Conditional Probability is a concept used to find the probability of an event occurring given that another event has already occurred. It's expressed as \(P(A \mid B)\) or \(P(B \mid C)\), representing the probability of \(A\) given \(B\) or \(B\) given \(C\), respectively.
In our exercise, suppose we want \(B\) given \(C\). We use the formula: \(P(B \mid C) = \frac{P(B \cap C)}{P(C)}\). Since \(B \cap C = E_4\) and \(P(C) = 0.4\), hence \(P(B \mid C) = 1\). Similarly, for \(A\) given \(B\), \(P(A \mid B) = \frac{P(A \cap B)}{P(B)} = \frac{1}{2}\).
The power of conditional probability lies in its ability to refine predictions based on subsequent outcomes.

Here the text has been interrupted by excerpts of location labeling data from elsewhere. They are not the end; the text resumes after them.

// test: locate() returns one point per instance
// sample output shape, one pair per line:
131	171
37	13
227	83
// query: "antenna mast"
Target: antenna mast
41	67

• Tools: Allows better understanding in scenarios like diagnostics tests, reliability assessments, and risk management.
• Implication: Essential in fields requiring sequential probability measures, such as game theory and AI predictions.

Equally Likely Events

Equally Likely Events are scenarios where each outcome of a probability experiment has the same chance of occurring. This concept simplifies finding probabilities since each outcome's probability is consistent. In our exercise, since all simple events \(E_1, E_2, E_3, E_4, \text{and} E_5\) are equally probable, calculations become straightforward.
The probability for any single event among \(n\) equally likely events is \(\frac{1}{n}\). For instance, if \(E_1\) to \(E_5\) are equally likely, each outcome has a probability of \(\frac{1}{5}\).
This concept is particularly beneficial when the uniformity of outcomes is a given, such as rolling a fair die or drawing a card from a well-shuffled deck.

• Application: Effective in analyzing games of chance and ensuring fairness in random processes.
• Advantage: Simplifies complex problems by leveraging uniform probability distribution.